A 'cross-talk' mechanism that appears to contribute to colorectal cancer has been identified by scientists from University of Wisconsin-Madison School.
This molecular mechanism allows two powerful signaling pathways to interact and begin a process leading to colorectal tumors.
"We are very excited about these findings," said Vladimir Spiegelman, an associate professor of dermatology.
"Drugs could be developed to block this mechanism and prevent colorectal cancer, which affects millions of people worldwide," Spiegelman added.
They focused their research on the Wnt signaling pathway, which has been implicated in the vast majority of all colorectal cancers.
Like all signaling pathways, this one involves a group of molecules that work in sequence to perform a specific cell function. At each step along the way, the molecules perform tasks outlined in the signals until the job is finally done. If there's a breakdown anywhere in the normal process, cancer can occur.
Previous study led by Spiegelman showed how signals in the Wnt pathway regulate CRD-BP, a gene that contributes to normal colorectal cells' changing into tumor cells.
"Within the Wnt pathway, we found that CRD-BP binds to and increases the messenger RNA of a cancer-promoting transcription factor called GLI1," Spiegelman said.

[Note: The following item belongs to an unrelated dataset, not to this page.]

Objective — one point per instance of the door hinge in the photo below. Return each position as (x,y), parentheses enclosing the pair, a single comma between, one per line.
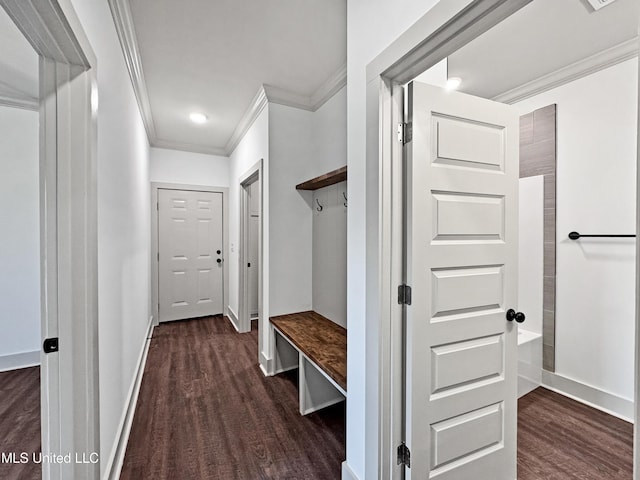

The scientists knew that GLI1 was also active in another signaling pathway, called Hedgehog, which is known to be associated with the development of several kinds of cancers, although its role in colorectal cancer has been controversial. So they explored how the two pathways interact around CRD-BP and GLI1 messenger RNA.
"Scientists have postulated that these two pathways engage in cross-talk in different ways, but the mechanisms of how and where that happens have been unclear," Spiegelman said.
Each pathway, he adds, contributes in important ways to normal embryonic development and stem-cell maintenance.
The team found that CRD-PB serves as the link between the Wnt and Hedgehog pathways.
Increased GLI1 then activates cancer-promoting genes that are usually considered downstream targets of the Hedgehog pathway.
The findings point to promising therapeutic possibilities, Spiegelman added.
The study appears in journal Cancer Research.